Hello,
I am new here (aside from a couple of posts about feeding), I usually post on another board but know people very well there and feel a bit ashamed of what I am about to say, was really hoping for impartial advice as I feel I am cracking up
I have a 16 wk old DD and I just feel things are getting harder and harder. In my darkest toughest moments I wonder what the hell possessed me to have children and reminisce over my old childfree life. Don't get me wrong, I love DD more than anything in the whole world, but it's just so difficult
It was tough from the start as due to f**k ups at the hospital and generally rubbish support and advice DD didn't latch on to feed - it became a majorly big issue for me and the first 4 weeks were a blur of expressing, bottle feeding and trying desperately to get her to latch on as she screamed at the breast
Then she did amaingly latch on and then despite the expressing my milk supply wasn't enough so I spent 3 weeks doing various things to increase my supply. It worked but all I can remember about the first 7 weeks are the feeding issue, it overshadowed everything. Then when she was eventually exclusively breastfed her sleeping was so messed up she fed every 1.5 to 2 hours round the clock (as opposed to going 3-4 hours when she was bottlefed!). It has been every 2 hours at night since then and to say I am exhausted is an understatement.

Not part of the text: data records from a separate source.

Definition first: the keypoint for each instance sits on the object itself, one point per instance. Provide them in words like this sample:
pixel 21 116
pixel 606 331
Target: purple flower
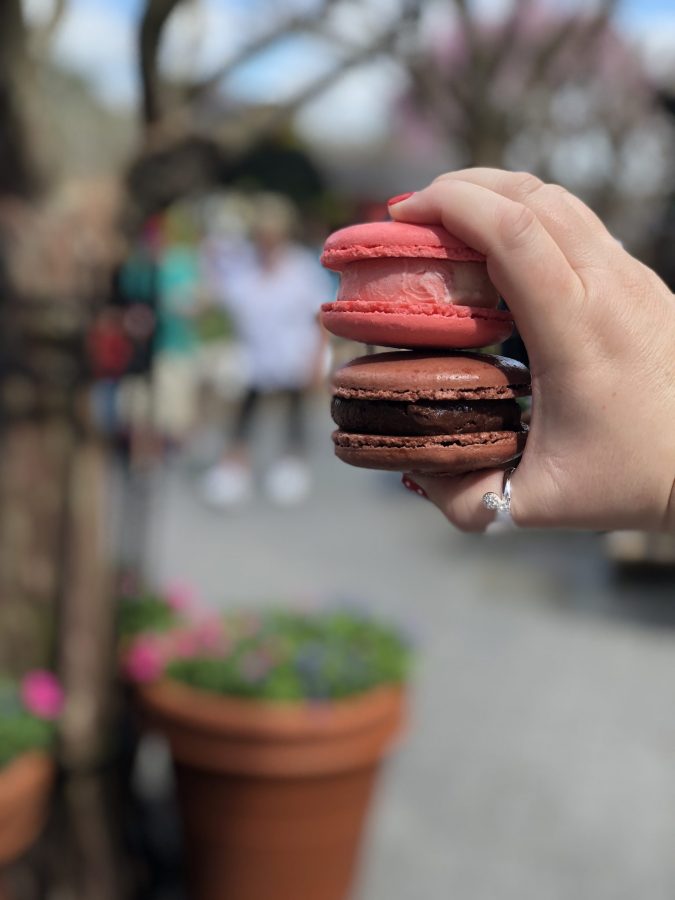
pixel 42 694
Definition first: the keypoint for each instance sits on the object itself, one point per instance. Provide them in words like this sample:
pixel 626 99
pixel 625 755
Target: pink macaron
pixel 416 286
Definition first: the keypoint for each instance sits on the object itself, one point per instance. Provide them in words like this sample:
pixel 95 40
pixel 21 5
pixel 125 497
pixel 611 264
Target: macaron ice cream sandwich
pixel 429 413
pixel 414 286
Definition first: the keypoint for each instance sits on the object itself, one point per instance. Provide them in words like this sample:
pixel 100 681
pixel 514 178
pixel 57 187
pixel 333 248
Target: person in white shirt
pixel 272 290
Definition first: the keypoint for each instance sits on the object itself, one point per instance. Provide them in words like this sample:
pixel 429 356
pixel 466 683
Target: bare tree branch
pixel 359 57
pixel 290 25
pixel 584 33
pixel 155 16
pixel 41 37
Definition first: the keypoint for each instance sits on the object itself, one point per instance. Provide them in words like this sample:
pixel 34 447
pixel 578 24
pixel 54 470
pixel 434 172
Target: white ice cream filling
pixel 418 280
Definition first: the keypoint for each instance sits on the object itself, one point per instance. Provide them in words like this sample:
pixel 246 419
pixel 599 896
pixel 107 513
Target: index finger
pixel 525 263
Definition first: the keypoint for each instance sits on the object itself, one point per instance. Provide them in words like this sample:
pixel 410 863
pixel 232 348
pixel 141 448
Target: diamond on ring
pixel 502 504
pixel 494 502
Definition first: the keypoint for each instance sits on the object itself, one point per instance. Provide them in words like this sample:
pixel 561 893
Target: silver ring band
pixel 501 504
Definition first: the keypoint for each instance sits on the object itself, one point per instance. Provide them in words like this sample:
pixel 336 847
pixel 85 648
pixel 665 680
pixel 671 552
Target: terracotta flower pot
pixel 24 791
pixel 273 796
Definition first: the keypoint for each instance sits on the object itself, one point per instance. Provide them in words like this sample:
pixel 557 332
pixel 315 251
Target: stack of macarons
pixel 431 407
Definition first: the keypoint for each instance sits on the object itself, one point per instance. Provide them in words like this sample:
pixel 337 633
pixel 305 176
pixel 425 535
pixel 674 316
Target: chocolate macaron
pixel 441 413
pixel 412 286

Before I just kind of got on with it and the daytime made up for the lack of sleep, however last week we had a reprieve and she slept 7-1, then waking at 4 and then 7, to me absolute heaven. I was really happy, DD was happy and I thought we had come through the tough start
This week however she has become like a child possessed, waking up completely at night to play and not going back to sleep, grumpy nearly all the time in the daytime unless I'm holding her, I can get her to nap but she wakes up after 40 minutes, obviously still tired but I can't get her back to sleep no matter what I try so I get her up then she needs to go back down 45 minutes later. The smiles and playing and happiness that made it all worth while seems to be gone and she just grizzles continously. I wondered if she had an ear infection or something else wrong but been to drs and she is fine.
I know these are all phases, but one difficult phase seems to be replaced with another and I seem to be continuously wishing time away. my friends who complain that their baby only sleeps from 7-4 are really getting to me as well. I just feel like I am continously doing things wrong, especially when the books I have read(you'll be able to guess the ones!) tell me that I have got into bad habits, or am making mistakes
The worst thing about it is that my DP who was keeping me calm and sane is now really getting down by the broken nights and the general grumpiness so I don't even have him to cheer me up, in fact it's become the other way round!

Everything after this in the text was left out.